Z’Nigere Wilson-Armstead said her mother, Zataé Paulette Wilson of Georgetown, was shot and killed earlier this month in Summerville. Wilson’s boyfriend, Michael Chinnis, was arrested on Sept. 5 on charges including murder and possession of a weapon during a violent crime, jail records show.
“She has a family, and she has people who love her, she’s not just a girlfriend and she’s not just his girlfriend, she was a mom,” Wilson-Armstead said.
Summerville Police said Chinnis called 911 before leaving the scene saying his girlfriend had been shot.
Just hours before that call, Wilson-Armstead was sending her mother off for the night, hugging her goodbye.
“I told her I loved her, and told her to be safe,” Wilson-Armstead said, “How can she be here one minute, and gone the next?”
She said she misses her mother’s contagious laugh, caring spirit, and hardworking character. Wilson worked hard to buy her family a house just last year.
“My mom worked very hard for that house, that was one of her biggest accomplishments, and she didn’t get to enjoy it,” she said.
Above all else, Wilson-Armstead said she misses their daily phone calls.
“Waking up knowing I will never get to see her again or talk to her again or get a call from her again is really hard,” Wilson-Armstead said.

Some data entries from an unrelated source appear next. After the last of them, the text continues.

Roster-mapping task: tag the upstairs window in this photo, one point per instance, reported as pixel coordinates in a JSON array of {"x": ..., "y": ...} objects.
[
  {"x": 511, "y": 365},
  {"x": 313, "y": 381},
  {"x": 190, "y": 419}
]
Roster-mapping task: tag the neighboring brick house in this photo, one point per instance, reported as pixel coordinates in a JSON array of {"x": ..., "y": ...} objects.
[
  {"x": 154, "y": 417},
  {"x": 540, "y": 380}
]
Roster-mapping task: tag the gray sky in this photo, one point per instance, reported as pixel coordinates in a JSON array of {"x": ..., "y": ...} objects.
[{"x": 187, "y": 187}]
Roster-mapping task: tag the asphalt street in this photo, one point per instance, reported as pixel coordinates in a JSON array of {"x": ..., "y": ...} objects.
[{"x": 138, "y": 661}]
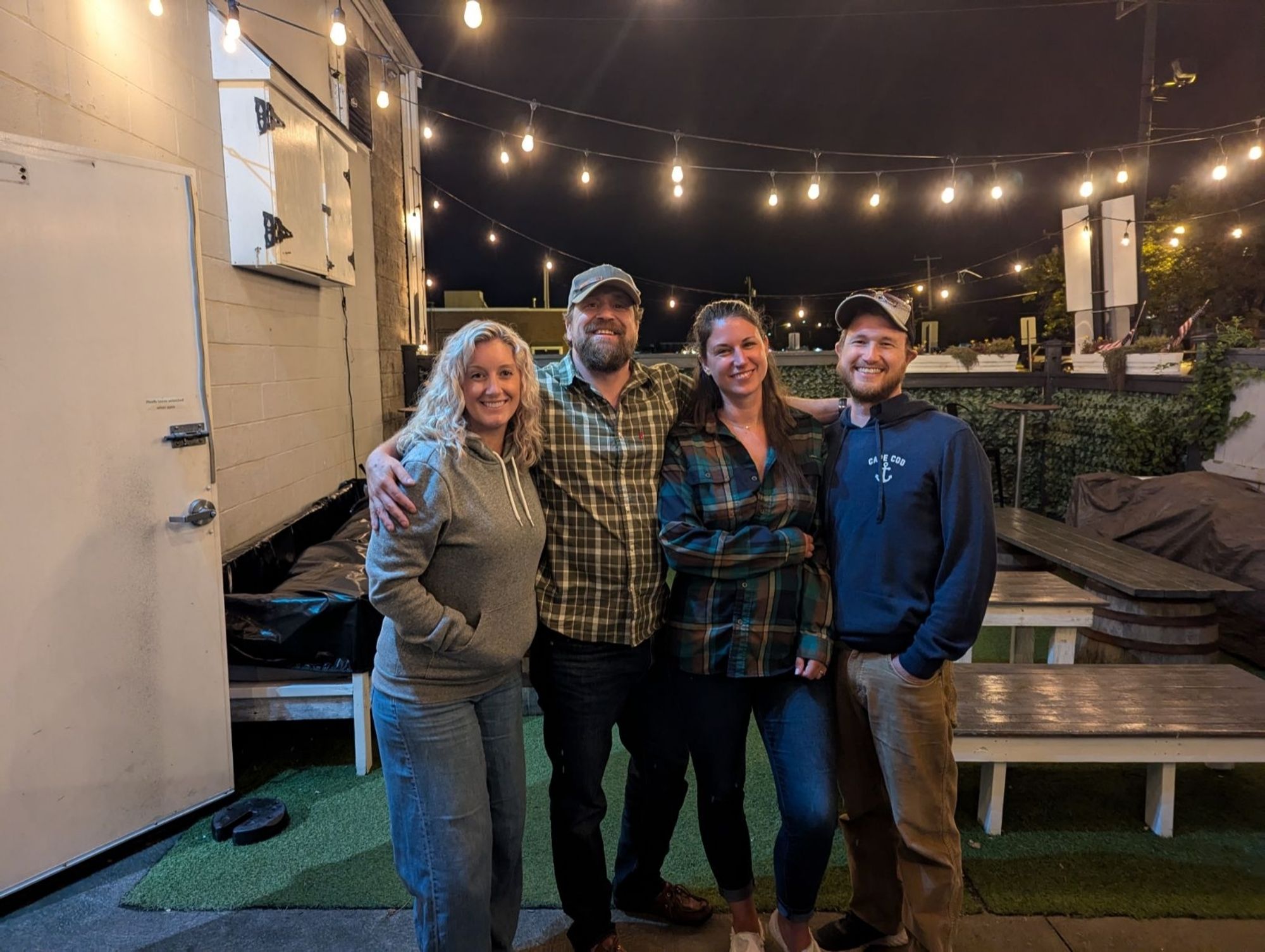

There is a long, entrenched pattern of domestic violence in South Carolina, Sara Barber, the executive director of the South Carolina Coalition Against Domestic Violence and Sexual Assault, said. South Carolina ranks eleventh in the nation in the rate of women murdered by men, the first time in 23 years the state has not ranked in the top 10, Violence Policy Data shows.
“I think people underestimate the scale of this problem,” Barber said, “It’s not something that happens to people who live in a different part of town than you, or look different than you, it happens to someone that you know.”
Centers for Disease Control and Prevention data shows shows over 42% of women in South Carolina experience some form of domestic abuse.
Barber said she urges lawmakers to put policies in place that reduce the access abusers have to firearms, and invest in evidence-based prevention programs. However, she said there are steps the community can take to prevent domestic violence, too.
“If somebody comes to you and reports that they’re a victim experiencing this, your reaction is critical,” Barber said, “If you shut them down, if you say it’s not that bad, or you don’t believe them, they probably won’t report it ever again.”
As for Wilson-Armstead, she said she is continuing to work toward a degree in nursing while supporting her siblings the best she can.
“It’s been a lot, having to continue with life, because I have to, I have to be strong,” Wilson-Armstead said.